E.B. : J’ai reçu Mme Tissot deux fois. Je n’ai absolument rien contre elle. Simplement, il y a un procès entre M. Michel Giraud et elle, qui ont porté plaine l’un comme l’autre. Je ne veux pas savoir qui a raison, qui a tort. Cette affaire n’est pas jugée. Après tout, ces histoires ne me regardent pas. Je serai responsable de ce que je ferai si je suis élu président ;

Edj : Ces jours-ci, votre nom est de nouveau cité dans les journaux à propos d’une commission de 16 millions de francs, versée en 1988 par le Crédit Lyonnais, et dont la justice a retrouvé la trace sur un compte suisse qui servait au financement occulte de l’ex-Parti républicain. Vous étiez ministre des finances, à l’époque, et c’est votre signature qui a autorisé la banque publique à débloquer ces fonds.

E.B. : C’est une vieille histoire dont, curieusement, on reparle aujourd’hui. Un ministre des finances signe 1 500 décisions de ce gendre par an sur proposition du directeur des douanes. J’ai signé cette décision parce que le directeur des douanes me l’a proposée, en ignorant, comme il est d’usage, le bénéficiaire de la commission. On pourrait prendre la liste des 15 000 décisions signées depuis dix ans et ouvrir 15 000 enquêtes. S’il y a eu un manquement à la loi dans l’usage qui a été fait d’une autorisation qui est de pratique courante, qu’on le mette au jour et qu’on le sanctionne.

Edj : Le gouvernement Jospin connaît ses premières baisses dans les sondages. Gouverner, pour un Premier ministre sous la Ve République, est-ce vraiment possible ?

E.B. : Le problème, c’est la rapidité avec laquelle les cotes de popularité des Premiers ministres en place se déprécient. C’est la preuve que les institutions de la Ve République n’ont sans doute pas autant de mérites qu’on le dit. Depuis 1981, chaque fois qu’il y a eu une des élections générales, le détenteur du pouvoir les a perdues : Giscard en 1981, Mitterrand en 1986, Chirac en 1988, Mitterrand en 1993, moi en 1995, et Chirac en 1997. Cela fait six fois en seize ans, c’est assez fascinant. Est-ce dû au fait que les citoyens ont le sentiment d’une égale inaptitude des gouvernants à régler le problème du chômage ?

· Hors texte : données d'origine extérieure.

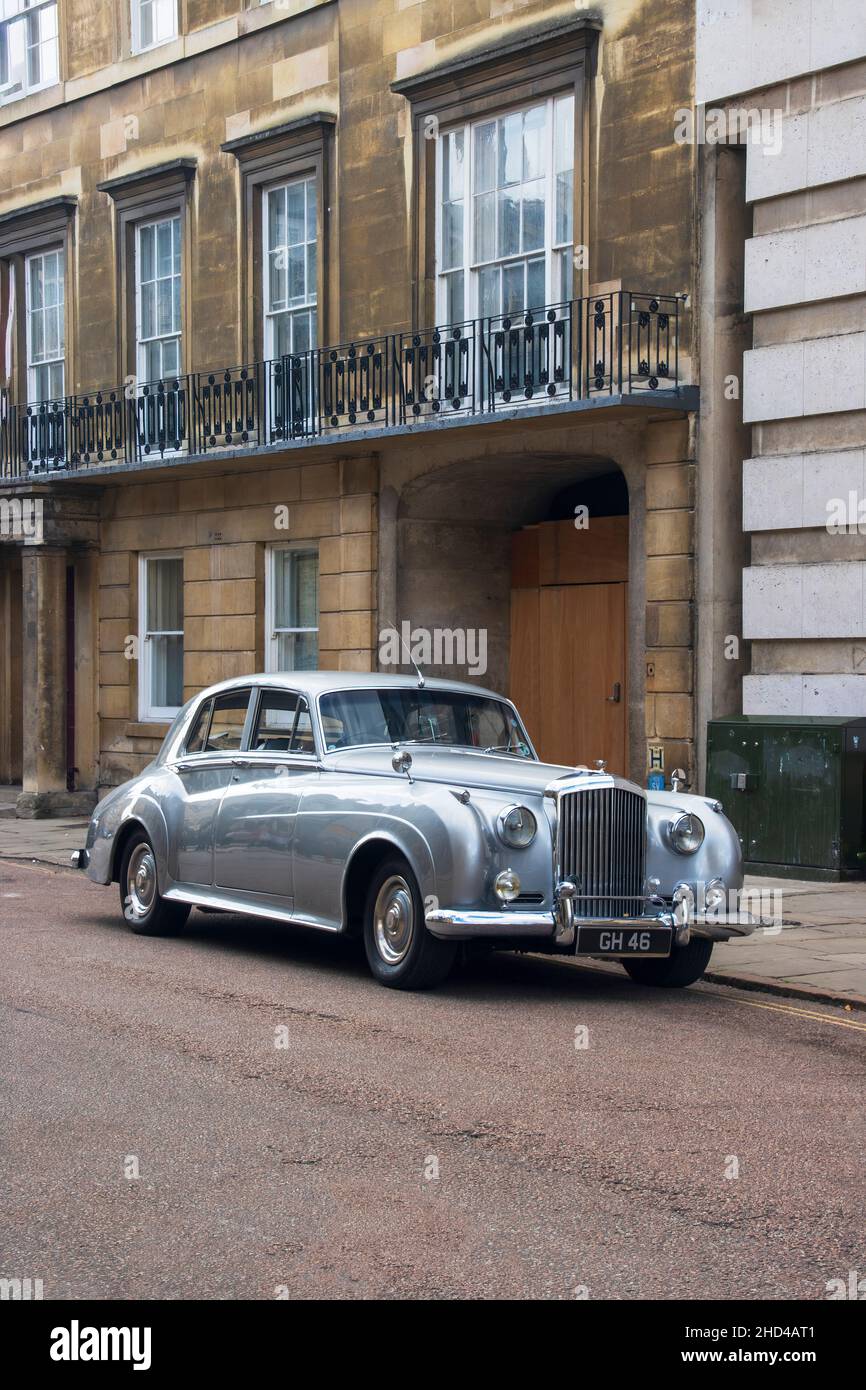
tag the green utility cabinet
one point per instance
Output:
(794, 788)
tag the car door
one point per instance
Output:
(203, 770)
(255, 829)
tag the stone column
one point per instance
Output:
(45, 681)
(670, 587)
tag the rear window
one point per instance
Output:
(218, 724)
(282, 724)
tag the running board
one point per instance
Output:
(225, 902)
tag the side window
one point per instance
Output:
(227, 722)
(198, 736)
(284, 724)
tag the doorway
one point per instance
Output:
(569, 649)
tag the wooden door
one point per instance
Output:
(567, 659)
(569, 672)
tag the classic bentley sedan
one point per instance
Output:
(416, 813)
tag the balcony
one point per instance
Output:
(585, 350)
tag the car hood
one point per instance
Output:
(458, 766)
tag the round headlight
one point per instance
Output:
(715, 895)
(517, 827)
(687, 834)
(506, 886)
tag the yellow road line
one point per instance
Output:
(801, 1014)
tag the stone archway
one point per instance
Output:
(462, 534)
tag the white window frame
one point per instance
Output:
(28, 10)
(270, 605)
(551, 246)
(310, 306)
(141, 342)
(136, 6)
(32, 364)
(148, 712)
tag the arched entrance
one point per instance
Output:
(534, 553)
(569, 663)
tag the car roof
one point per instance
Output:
(319, 683)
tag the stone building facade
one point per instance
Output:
(320, 317)
(787, 242)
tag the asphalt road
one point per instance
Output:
(310, 1168)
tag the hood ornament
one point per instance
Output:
(401, 762)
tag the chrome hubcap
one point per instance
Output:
(394, 919)
(141, 880)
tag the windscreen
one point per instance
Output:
(453, 719)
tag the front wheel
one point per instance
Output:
(683, 966)
(145, 909)
(401, 951)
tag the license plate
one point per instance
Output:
(623, 941)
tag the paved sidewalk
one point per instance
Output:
(818, 952)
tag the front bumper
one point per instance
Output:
(562, 925)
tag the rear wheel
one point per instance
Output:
(401, 951)
(143, 906)
(683, 966)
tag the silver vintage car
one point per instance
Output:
(416, 813)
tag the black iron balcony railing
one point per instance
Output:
(616, 344)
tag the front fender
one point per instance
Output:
(720, 855)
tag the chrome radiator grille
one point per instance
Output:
(602, 844)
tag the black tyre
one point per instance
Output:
(401, 951)
(145, 911)
(683, 966)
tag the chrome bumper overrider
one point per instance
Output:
(560, 925)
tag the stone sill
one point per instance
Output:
(146, 730)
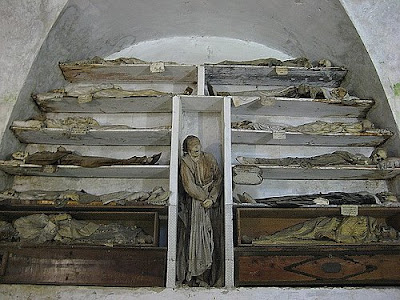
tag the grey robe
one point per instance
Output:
(201, 180)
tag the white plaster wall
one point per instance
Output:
(198, 50)
(24, 25)
(21, 292)
(377, 23)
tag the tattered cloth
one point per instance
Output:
(65, 157)
(359, 229)
(40, 228)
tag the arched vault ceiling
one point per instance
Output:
(298, 28)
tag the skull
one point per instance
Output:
(325, 63)
(20, 155)
(378, 155)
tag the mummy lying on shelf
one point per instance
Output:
(317, 127)
(333, 198)
(331, 95)
(86, 93)
(64, 157)
(74, 124)
(349, 230)
(158, 196)
(62, 228)
(378, 157)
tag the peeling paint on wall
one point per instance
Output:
(9, 98)
(396, 89)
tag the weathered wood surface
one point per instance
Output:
(304, 107)
(263, 137)
(129, 73)
(134, 171)
(327, 172)
(273, 76)
(312, 265)
(94, 137)
(108, 105)
(102, 266)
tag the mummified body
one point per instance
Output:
(200, 212)
(65, 157)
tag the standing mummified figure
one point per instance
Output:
(200, 226)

Edj : La fameuse stabilité des institutions de la Ve, c’est un mythe ?

E.B. : Nos institutions sont stables, c’est la situation politique qui ne l’est pas, ce qui conduit à une application différente des institutions selon que le président dispose ou non d’une majorité. Peut-être faudrait-il un quinquennat présidentiel qui permettrait la concomitance des élections législatives et de l’élection présidentielle. On peut imaginer que les électeurs ne voteraient pas différemment aux deux scrutins. Je m’interroge. De toute manière, on ne peut envisager aucune réforme de nos institutions en période de cohabitation. Ce serait le conflit assuré. Mais, désormais, le problème est posé.

Edj : La cohabitation dont vous avez été théoricien n’a-t-elle pas perverti les institutions ?

E.B. : La cohabitation devait être un système provisoire évitant une crise de régime. Après tout, personne n’est obligé de cohabiter. L’alternative à la cohabitation, c’est le refus de la nouvelle majorité de soutenir tout gouvernement, ou la démission du président. Des cohabitations à répétition changent l’équilibre de nos institutions. D’où le problème.

Edj : Donc, quand Jacques Chirac dit, en 1993 : « Il faut que Mitterrand parte », il a raison ?

E.B. : Vous imaginez qu’il aurait pu faire campagne en disant : « Surtout, que Mitterrand ne parte pas ! »…

Edj : En revanche, personne à gauche n’a dit en 1997 : « Il faut que Chirac s’en aille. »

E.B. : Parce que tout le monde savait qu’il ne partirait pas. [Rire]

Edj : Sur le plan théorique, quelles leçons tirez-vous de l’expérience de la cohabitation ?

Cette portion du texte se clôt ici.